Я буквально переношусь на пятнадцать лет назад и вновь переживаю самый ужасный день в моей жизнь. День, когда вместо сердца возникла чёрная дыра, не дающая возможности любить и доверять.
«Всего через неделю мне предстоит пойти в первый класс, мама постоянно об этом напоминает. А ещё она твердит, что я уже взрослый, настоящий мужчина. Но когда утром меня будит её поцелуй, то я специально притворяюсь спящим, чтобы она побыла со мной ещё немного времени, а не убегала на работу в свой кабинет.
Мама рисует иллюстрации к книгам для детей, и большая часть библиотеки на моей полке именно с её картинками. Мы с Дэйвом часто просто разглядываем их, и в эти моменты я чувствую невероятную гордость. Моя мама самая крутая.
Но сегодня я просыпаюсь сам, и от этого грустно. Может, что-то случилось и на меня не нашлось времени из-за взрослых дел? „Я мужчина“ — повторяю про себя слова родного мне человека, и от этого легче. Только почему-то в душе тревожно и страшно, словно должно произойти что-то нехорошее. Может, потому что вчера я снова слышал, как родители ругались, в этот раз как-то слишком громко. Они произносили плохие слова, за которые отец точно бы мне надавал по губам. Я не глупый, понимаю, что их ссоры — это очень плохо, значит, они не счастливы. И отчего-то появляется сомнение в самом себе. Возможно, я сделал что-то не так?
Достаю робота из-под кровати. Он ночует там каждую ночь, охраняет меня. Это мама придумала, когда я сильно болел и мне было страшно засыпать одному. Простуда ушла, а привычка остаётся до сих пор. Встаю и только сейчас улавливаю вкусный запах маминых домашних блинчиков. Я этот аромат не спутаю ни с чем, он ассоциируется с ней.
Радостный подбегаю к столу в комнате и с жадностью съедаю первый блин. Берусь за второй и запиваю ещё не успевшим окончательно остыть какао. Обычно мама делает горячее, значит, завтрак стоит здесь уже какое-то время.
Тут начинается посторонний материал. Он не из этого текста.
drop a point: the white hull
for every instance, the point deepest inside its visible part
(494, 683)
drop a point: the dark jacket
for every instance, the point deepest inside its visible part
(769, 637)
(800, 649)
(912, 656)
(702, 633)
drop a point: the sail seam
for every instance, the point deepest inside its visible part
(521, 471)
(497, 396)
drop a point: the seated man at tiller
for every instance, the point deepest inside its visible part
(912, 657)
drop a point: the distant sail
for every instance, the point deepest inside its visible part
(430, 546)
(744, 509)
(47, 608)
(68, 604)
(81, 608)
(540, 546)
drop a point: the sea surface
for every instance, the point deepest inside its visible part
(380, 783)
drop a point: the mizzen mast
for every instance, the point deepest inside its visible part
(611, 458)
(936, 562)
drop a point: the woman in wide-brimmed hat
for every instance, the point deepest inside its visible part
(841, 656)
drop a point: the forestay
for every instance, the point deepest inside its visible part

Странно.
Замечаю рядом с подносом аккуратно сложенный лист плотной белой бумаги. На нём написано моё имя. По красивым завиткам сразу же узнаю мамин почерк, он у неё какой-то сказочный, волшебный. Любопытство захлёстывает с головой, и мне хочется поскорее узнать, что там написано. К счастью, она научила меня читать по слогам, но, чтобы понять смысл текста, мне приходится перечитывать несколько раз.
Открываю лист:
Сынок, прости! Понимаю, что тебе будет больно принять, а, быть может, ты и вовсе не сможешь этого сделать. Но я не могу больше находиться в этом доме. Прости меня, мой хороший. Ты самое светлое, что у меня есть, но порой, чтобы выжить, приходится оставлять всё самое любимое позади. Я понимаю, что моему поступку нет оправдания, но всего лишь хочу жить. Когда ты вырастешь, возможно, сможешь понять. Ты замечательный, помни это! А ещё очень сильный. Продолжай заниматься музыкой, развивай свой талант. И, самое главное, помни, что я тебя люблю и буду любить всегда, даже несмотря на расстояние. Моим самым главным наказанием за этот поступок будет то, что я не увижу, как ты взрослеешь, как первый раз влюбляешься, получаешь диплом, женишься. Всем сердцем надеюсь, что ты найдешь ту самую, которая будет для тебя всем, и не совершишь ту же ошибку, что и мы с твоим отцом.
Люблю тебя,
Твоя мама.
Не могу понять, шутка это или нет. Остаток блинчика падает на пол, но мне абсолютно всё равно. Срываюсь с места и бегу в комнату родителей, чтобы убедиться, что это лишь глупый розыгрыш. Босыми ногами топаю по прохладному паркету, и вот уже нужная дверь, но в спальне пусто. Пульс шалит, и почему-то с каждым шагом написанные слова мне кажутся самым настоящим ночным кошмаром. Нет, это не может быть правдой. Она не могла! Она же любит меня! А я её! Безумно сильно. Как можно оставить человека, которого любишь всем сердцем? Это точно не правда.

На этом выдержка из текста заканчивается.